When parsing the attached file using pymupdf.layout+pymupdf4llm the following traceback is encountered:
Traceback (most recent call last):
File "/usr/local/lib/python3.10/site-packages/pymupdf4llm/__init__.py", line 97, in to_markdown
return parsed_doc.to_markdown(
File "/usr/local/lib/python3.10/site-packages/pymupdf4llm/helpers/document_layout.py", line 672, in to_markdown
output += list_item_to_md(box.textlines, list_item_levels[i])
File "/usr/local/lib/python3.10/site-packages/pymupdf4llm/helpers/document_layout.py", line 391, in list_item_to_md
line = textlines[0]
IndexError: list index out of range
Versions:
pymupdf4llm: 0.2.4
pymupdf-layout: 1.26.6
p.s. could not attach file because it was too large. Please tell me how to send it.
If you upgrade to the latest PyMuPDF4LLM version 0.2.5, everything should work fine. This script:
import sys
from pathlib import Path
import pymupdf.layout
import pymupdf4llm
print(f"{pymupdf.version=}, {pymupdf4llm.version=}“)
doc = pymupdf.open(sys.argv[1])
md = pymupdf4llm.to_markdown(
doc,
write_images=False, # do not write image files
embed_images=False, # embed images as base64 strings
image_format=“jpg”, # image format (embedded or written)
header=True, # include/omit page headers
footer=False, # include/omit page footers
pages=None,
show_progress=True,
)
Path(doc.name).with_suffix(”.md").write_bytes(md.encode())
produces this console output:

Just one thing: if I convert multiple documents after each other, using doc=pymupdf.open(pdf_name) md_chunks = pymupdf4llm.to_markdown(doc)
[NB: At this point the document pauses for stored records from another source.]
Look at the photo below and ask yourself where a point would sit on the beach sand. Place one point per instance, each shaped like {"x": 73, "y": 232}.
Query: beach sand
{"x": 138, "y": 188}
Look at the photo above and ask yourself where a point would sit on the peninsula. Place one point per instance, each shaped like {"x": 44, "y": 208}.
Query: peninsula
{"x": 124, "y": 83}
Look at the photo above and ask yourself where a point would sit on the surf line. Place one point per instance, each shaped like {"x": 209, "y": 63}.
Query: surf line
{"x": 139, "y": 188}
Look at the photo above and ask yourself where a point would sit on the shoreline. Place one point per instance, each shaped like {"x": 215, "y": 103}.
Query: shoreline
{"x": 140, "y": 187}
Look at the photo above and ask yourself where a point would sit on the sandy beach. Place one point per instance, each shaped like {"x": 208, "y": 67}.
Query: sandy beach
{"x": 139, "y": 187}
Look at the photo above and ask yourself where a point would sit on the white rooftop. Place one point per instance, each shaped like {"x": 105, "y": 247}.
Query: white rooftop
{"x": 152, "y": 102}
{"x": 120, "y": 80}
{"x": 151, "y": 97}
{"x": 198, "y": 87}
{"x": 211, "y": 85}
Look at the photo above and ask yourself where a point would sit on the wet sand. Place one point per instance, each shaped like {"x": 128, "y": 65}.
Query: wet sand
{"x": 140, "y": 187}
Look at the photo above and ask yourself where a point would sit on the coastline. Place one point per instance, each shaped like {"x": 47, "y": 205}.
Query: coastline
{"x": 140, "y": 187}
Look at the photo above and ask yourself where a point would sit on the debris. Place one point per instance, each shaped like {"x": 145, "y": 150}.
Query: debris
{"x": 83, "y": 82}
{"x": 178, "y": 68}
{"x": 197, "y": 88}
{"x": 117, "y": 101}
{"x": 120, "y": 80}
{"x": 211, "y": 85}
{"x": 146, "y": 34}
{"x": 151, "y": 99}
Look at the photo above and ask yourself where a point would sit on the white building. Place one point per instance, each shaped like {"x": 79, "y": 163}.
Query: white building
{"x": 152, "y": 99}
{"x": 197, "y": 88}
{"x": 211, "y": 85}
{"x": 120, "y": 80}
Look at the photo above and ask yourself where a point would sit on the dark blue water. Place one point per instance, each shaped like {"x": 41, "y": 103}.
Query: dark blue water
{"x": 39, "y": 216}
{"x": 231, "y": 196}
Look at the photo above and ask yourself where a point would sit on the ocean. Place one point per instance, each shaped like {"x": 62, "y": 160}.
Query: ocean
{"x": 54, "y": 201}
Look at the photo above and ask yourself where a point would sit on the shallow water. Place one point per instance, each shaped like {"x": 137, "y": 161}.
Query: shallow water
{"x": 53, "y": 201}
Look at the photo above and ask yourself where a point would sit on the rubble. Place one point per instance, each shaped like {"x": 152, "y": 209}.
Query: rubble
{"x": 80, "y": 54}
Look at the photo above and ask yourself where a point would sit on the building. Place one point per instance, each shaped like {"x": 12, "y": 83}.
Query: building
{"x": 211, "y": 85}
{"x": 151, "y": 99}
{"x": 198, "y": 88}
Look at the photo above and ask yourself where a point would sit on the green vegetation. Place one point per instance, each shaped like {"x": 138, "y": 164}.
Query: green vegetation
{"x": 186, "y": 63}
then in the output I see the Full-page OCR message accumulate, so e.g. when converting first file output was
Full-page OCR on page.number=5/6.
Full-page OCR on page.number=14/15.
Full-page OCR on page.number=23/24.
After the second file the output was:
Full-page OCR on page.number=5/6.
Full-page OCR on page.number=14/15.
Full-page OCR on page.number=23/24.
Full-page OCR on page.number=0/1.
Full-page OCR on page.number=1/2.
so it includes the output lines from the first file. Did not dive deep into this yet, just wanted to mention it.